Considering “the particular evils at which the legislation was aimed,” U.S. Magistrate Judge Jeremiah J. McCarthy issued a report and recommendation granting summary judgment to the plaintiff.

“[T]he ‘evil’ at which the TCPA was aimed was the ‘recipients[’] … invasion of privacy.’ Since Jane Doe no longer uses the cellular telephone number at issue, her privacy cannot possibly be invaded by MAB’s automated calls to that number, nor could her previous consent excuse the invasion of the current user’s privacy,” he wrote. “Congress found that ‘[b]anning such automated or prerecorded telephone calls … except where the receiving party consents to receiving the call … is the only effective means of protecting telephone consumers from this nuisance and privacy invasion.”

In light of that finding, Judge McCarthy concluded that MAB could not rely upon the consent of Jane Doe as a defense to Sterling’s TCPA claims. He added that his conclusion did not foreclose the use of predictive dialers. He suggested options like using a reverse lookup to identify the current subscriber of the number at issue, confirming with the creditor that the customer was still associated with the number, or having a person make the first call and then switching to a predictive dialer once the recipient’s identity has been verified.

“[T]he moral is that companies who make automated calls bear the responsibility of regularly checking the accuracy of their account records or placing intermittent live verification calls,” the court said, citing a Florida federal court decision.

A federal court judge accepted the report and recommendation and MAB appealed to the Second Circuit. The federal appellate panel turned to the FCC for insight on the following question: “Does the Telephone Consumer Protection Act’s prohibition on automated calls, absent prior consent from the called party, apply to a new and non-consenting user of a cellular telephone number previously assigned to a consenting user?”

In a letter brief, the Commission stated it “would like to assist the Court,” but offered two reasons why it would not take a position: first, the agency has yet to speak on the issue in any rules or orders, leaving litigation counsel unable to speak authoritatively; and second, multiple petitions are pending before the Commission on this very question. “Three different companies have petitioned the agency for a declaratory ruling to clarify whether a caller, having obtained prior consent to call a wireless telephone number, is liable under the Telephone Consumer Protection Act for placing autodialed calls to that number after the number has been reassigned from the consenting consumer to another consumer without the caller’s knowledge.”

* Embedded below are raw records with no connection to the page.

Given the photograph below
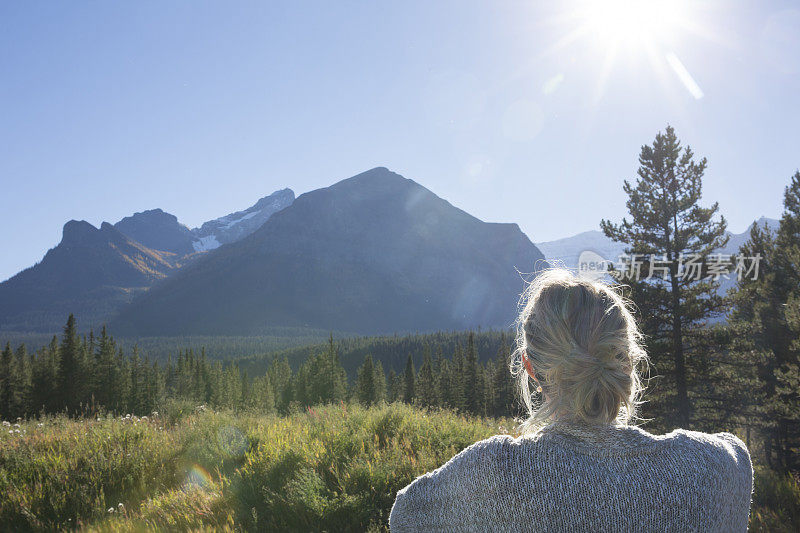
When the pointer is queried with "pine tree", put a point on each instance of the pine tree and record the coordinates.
(409, 379)
(10, 385)
(668, 226)
(392, 380)
(442, 378)
(425, 387)
(280, 377)
(471, 385)
(365, 382)
(380, 382)
(458, 399)
(70, 370)
(106, 382)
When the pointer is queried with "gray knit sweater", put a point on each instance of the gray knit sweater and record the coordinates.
(575, 478)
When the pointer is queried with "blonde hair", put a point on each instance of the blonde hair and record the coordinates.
(582, 342)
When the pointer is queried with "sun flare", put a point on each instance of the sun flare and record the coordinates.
(646, 28)
(632, 22)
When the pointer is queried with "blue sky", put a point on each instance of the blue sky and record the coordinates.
(527, 112)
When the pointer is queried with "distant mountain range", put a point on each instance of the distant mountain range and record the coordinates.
(376, 253)
(373, 254)
(565, 252)
(93, 272)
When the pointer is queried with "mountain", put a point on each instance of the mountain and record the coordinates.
(375, 253)
(162, 231)
(240, 224)
(93, 272)
(158, 230)
(90, 272)
(567, 250)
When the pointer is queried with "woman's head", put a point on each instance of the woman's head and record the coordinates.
(582, 344)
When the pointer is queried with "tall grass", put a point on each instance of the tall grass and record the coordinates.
(330, 468)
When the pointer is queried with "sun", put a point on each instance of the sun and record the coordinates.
(649, 29)
(630, 23)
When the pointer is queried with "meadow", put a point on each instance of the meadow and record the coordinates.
(326, 468)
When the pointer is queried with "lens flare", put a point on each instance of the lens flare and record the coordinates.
(197, 476)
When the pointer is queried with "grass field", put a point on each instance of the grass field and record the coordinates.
(331, 468)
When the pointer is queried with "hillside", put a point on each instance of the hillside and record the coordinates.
(376, 253)
(93, 272)
(90, 272)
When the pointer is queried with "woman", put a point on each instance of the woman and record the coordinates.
(581, 464)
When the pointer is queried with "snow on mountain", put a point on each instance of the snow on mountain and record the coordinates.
(238, 225)
(565, 252)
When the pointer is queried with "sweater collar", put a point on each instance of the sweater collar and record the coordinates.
(603, 439)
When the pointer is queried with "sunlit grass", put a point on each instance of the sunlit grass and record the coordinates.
(335, 467)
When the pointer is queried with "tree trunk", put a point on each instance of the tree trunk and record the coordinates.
(677, 351)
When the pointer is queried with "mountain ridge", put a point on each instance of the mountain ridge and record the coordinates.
(376, 252)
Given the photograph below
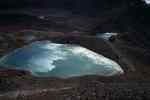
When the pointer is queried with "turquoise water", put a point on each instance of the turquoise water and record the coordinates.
(44, 58)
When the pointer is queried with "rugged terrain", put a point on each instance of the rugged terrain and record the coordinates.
(130, 48)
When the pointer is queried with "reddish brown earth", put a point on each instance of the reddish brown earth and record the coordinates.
(133, 85)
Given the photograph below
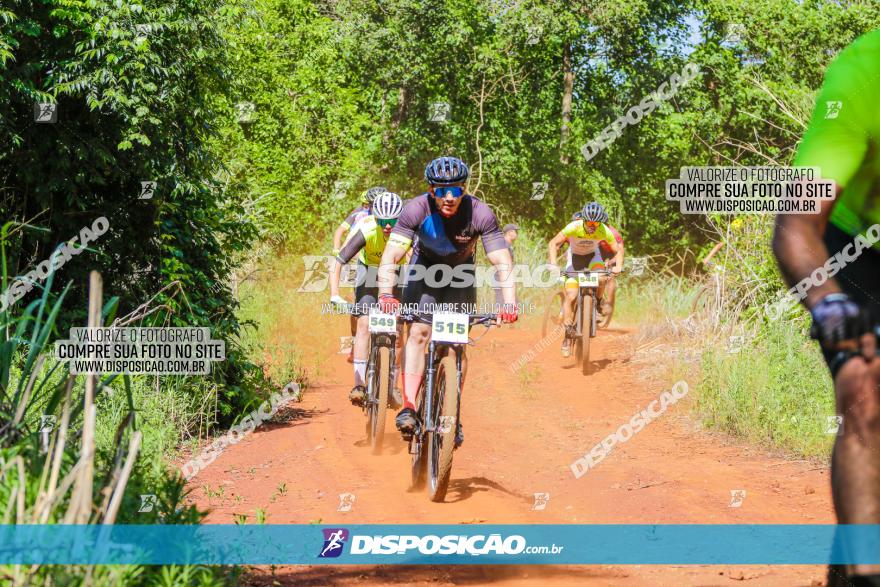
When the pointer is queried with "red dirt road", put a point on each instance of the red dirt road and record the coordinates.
(522, 432)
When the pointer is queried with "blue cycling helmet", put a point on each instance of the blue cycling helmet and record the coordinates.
(446, 171)
(594, 212)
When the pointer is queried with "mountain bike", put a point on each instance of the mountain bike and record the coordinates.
(553, 314)
(439, 408)
(586, 319)
(379, 375)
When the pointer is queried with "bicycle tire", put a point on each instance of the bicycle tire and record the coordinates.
(442, 444)
(588, 308)
(380, 409)
(553, 313)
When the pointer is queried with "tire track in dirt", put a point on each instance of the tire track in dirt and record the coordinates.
(520, 439)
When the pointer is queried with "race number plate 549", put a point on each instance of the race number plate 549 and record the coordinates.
(380, 322)
(450, 327)
(588, 280)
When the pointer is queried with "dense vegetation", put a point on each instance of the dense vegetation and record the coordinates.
(343, 94)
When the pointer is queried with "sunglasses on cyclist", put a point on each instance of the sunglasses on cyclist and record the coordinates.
(386, 223)
(454, 191)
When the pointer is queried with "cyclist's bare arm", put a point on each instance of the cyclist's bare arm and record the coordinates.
(553, 246)
(799, 249)
(388, 267)
(335, 276)
(619, 257)
(337, 236)
(503, 263)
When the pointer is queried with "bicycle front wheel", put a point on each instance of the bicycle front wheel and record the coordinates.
(441, 441)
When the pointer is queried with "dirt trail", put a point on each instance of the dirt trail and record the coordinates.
(520, 438)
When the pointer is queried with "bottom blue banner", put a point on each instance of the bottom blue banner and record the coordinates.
(440, 544)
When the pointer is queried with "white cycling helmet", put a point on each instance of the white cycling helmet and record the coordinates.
(387, 205)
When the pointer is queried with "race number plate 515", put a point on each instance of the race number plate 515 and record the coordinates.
(588, 280)
(450, 327)
(380, 322)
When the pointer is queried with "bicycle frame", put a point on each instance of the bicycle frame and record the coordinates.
(379, 339)
(583, 291)
(433, 356)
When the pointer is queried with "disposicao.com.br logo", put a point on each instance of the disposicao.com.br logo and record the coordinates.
(450, 544)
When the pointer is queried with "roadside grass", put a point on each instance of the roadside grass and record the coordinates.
(775, 392)
(87, 445)
(761, 381)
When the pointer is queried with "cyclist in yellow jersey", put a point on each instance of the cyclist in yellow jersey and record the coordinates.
(366, 241)
(583, 237)
(344, 229)
(832, 260)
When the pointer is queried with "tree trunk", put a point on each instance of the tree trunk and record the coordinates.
(567, 89)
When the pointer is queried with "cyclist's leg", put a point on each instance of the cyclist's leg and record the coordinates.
(364, 298)
(855, 461)
(417, 296)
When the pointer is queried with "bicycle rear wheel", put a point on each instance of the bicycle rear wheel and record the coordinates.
(441, 442)
(380, 406)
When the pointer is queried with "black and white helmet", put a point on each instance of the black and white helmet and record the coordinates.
(369, 195)
(445, 171)
(387, 205)
(594, 212)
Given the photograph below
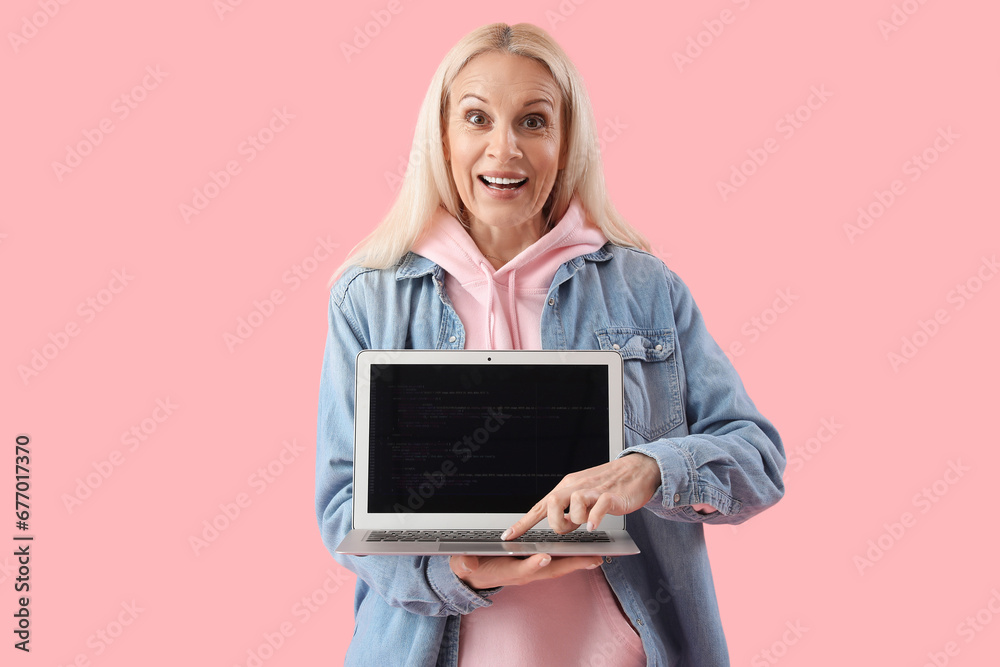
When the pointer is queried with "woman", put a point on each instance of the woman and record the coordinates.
(503, 237)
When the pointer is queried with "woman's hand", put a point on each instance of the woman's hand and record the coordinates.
(482, 572)
(618, 487)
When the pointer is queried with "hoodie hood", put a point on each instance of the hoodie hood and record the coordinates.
(502, 308)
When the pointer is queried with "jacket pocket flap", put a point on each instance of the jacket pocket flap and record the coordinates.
(632, 343)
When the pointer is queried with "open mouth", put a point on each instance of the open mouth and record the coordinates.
(502, 183)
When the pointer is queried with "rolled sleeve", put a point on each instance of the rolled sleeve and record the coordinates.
(732, 457)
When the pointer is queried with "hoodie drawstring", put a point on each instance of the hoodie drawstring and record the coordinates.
(489, 301)
(512, 307)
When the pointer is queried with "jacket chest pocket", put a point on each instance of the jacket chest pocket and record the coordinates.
(652, 389)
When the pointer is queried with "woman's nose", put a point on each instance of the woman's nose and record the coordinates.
(503, 145)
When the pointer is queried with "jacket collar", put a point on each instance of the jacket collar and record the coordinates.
(413, 265)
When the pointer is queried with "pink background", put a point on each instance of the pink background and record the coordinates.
(672, 134)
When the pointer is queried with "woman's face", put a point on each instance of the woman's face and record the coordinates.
(504, 122)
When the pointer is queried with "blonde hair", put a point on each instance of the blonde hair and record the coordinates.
(428, 183)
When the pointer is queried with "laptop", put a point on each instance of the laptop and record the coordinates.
(451, 447)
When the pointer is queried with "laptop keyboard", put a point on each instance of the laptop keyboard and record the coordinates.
(483, 536)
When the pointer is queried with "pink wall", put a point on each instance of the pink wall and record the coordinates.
(884, 550)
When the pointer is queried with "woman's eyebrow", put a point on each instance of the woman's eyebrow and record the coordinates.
(543, 100)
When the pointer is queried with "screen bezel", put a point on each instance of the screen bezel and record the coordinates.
(367, 359)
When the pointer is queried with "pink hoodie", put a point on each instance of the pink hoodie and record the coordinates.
(501, 309)
(569, 619)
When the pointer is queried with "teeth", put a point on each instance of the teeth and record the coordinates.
(503, 181)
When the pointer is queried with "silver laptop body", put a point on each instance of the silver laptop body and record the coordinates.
(451, 447)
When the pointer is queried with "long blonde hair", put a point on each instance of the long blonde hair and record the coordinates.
(428, 182)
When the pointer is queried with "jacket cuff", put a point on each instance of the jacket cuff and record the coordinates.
(454, 592)
(680, 486)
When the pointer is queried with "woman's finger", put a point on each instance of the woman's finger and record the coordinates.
(607, 502)
(579, 506)
(557, 517)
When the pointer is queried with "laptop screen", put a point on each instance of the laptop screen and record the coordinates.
(481, 438)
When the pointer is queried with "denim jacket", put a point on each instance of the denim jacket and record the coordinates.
(685, 406)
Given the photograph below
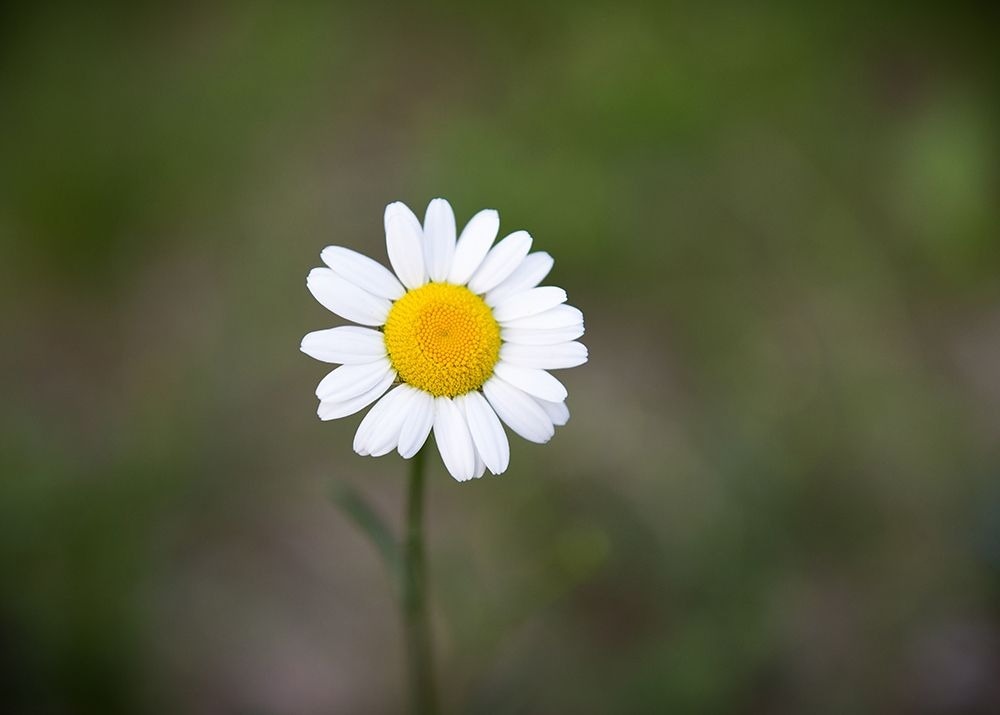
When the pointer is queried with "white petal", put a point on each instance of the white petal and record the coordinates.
(371, 421)
(439, 239)
(417, 425)
(385, 436)
(524, 336)
(530, 273)
(340, 296)
(544, 357)
(519, 411)
(528, 302)
(557, 411)
(480, 469)
(404, 243)
(537, 383)
(334, 410)
(362, 271)
(348, 345)
(562, 316)
(453, 439)
(473, 245)
(487, 432)
(502, 260)
(349, 381)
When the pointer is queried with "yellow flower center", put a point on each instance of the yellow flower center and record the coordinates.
(442, 339)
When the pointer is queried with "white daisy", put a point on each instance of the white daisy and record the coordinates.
(461, 330)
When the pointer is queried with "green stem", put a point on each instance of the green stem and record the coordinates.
(423, 700)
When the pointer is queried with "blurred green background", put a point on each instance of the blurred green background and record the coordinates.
(779, 491)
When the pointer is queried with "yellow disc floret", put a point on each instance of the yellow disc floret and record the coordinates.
(442, 339)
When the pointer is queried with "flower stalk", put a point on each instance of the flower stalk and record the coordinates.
(419, 648)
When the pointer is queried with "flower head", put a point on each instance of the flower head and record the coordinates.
(461, 327)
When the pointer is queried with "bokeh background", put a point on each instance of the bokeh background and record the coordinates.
(779, 491)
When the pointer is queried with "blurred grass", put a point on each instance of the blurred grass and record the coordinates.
(777, 491)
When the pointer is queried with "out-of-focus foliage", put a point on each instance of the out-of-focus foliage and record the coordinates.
(780, 488)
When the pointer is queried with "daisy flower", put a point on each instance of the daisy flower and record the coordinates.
(459, 339)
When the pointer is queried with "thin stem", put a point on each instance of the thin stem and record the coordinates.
(419, 654)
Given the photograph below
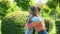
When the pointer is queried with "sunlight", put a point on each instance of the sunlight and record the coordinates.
(40, 1)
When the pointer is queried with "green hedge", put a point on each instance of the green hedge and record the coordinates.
(49, 23)
(14, 23)
(57, 26)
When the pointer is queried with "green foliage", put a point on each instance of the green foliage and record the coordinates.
(6, 7)
(14, 23)
(57, 26)
(23, 3)
(49, 23)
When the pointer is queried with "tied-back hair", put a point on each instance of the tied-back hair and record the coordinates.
(34, 11)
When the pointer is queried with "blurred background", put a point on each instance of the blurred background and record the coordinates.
(13, 15)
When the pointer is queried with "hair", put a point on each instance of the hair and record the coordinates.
(34, 10)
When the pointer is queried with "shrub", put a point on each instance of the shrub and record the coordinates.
(14, 23)
(49, 23)
(57, 22)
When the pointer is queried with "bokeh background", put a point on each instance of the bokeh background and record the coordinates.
(13, 15)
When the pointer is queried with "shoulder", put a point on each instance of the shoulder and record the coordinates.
(35, 19)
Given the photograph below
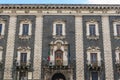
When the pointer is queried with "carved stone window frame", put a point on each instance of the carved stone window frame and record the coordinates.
(25, 21)
(115, 23)
(23, 50)
(92, 22)
(91, 50)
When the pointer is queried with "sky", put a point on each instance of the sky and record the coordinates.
(59, 1)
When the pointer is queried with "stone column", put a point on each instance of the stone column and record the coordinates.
(38, 48)
(10, 48)
(79, 48)
(107, 48)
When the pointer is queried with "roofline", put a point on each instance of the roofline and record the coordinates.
(59, 6)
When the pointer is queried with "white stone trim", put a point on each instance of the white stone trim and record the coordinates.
(1, 52)
(63, 27)
(10, 48)
(38, 48)
(107, 48)
(117, 55)
(96, 28)
(21, 27)
(29, 75)
(89, 52)
(22, 50)
(79, 48)
(91, 75)
(115, 27)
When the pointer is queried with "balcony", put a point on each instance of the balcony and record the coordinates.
(94, 65)
(57, 66)
(118, 64)
(23, 65)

As the Commission has yet to rule on the petitions, “it would be inappropriate for FCC litigation counsel to prejudge the agency’s ultimate disposition of this question in an amicus brief,” the FCC told the court.

To read the report and recommendation in Sterling v. Mercantile Adjustment Bureau, click here.

To read the FCC’s letter brief, click here.

Why it matters: While the FCC’s letter brief failed to provide clarity for either the Second Circuit or the industry on the question of TCPA liability for calls to reassigned numbers, it did highlight the fact that the issue is widespread and is currently being considered by the Commission. However, the magistrate’s report does provide some useful guidance for companies to consider before placing outbound calls to mobile phones that may mitigate the risk of calling reassigned numbers.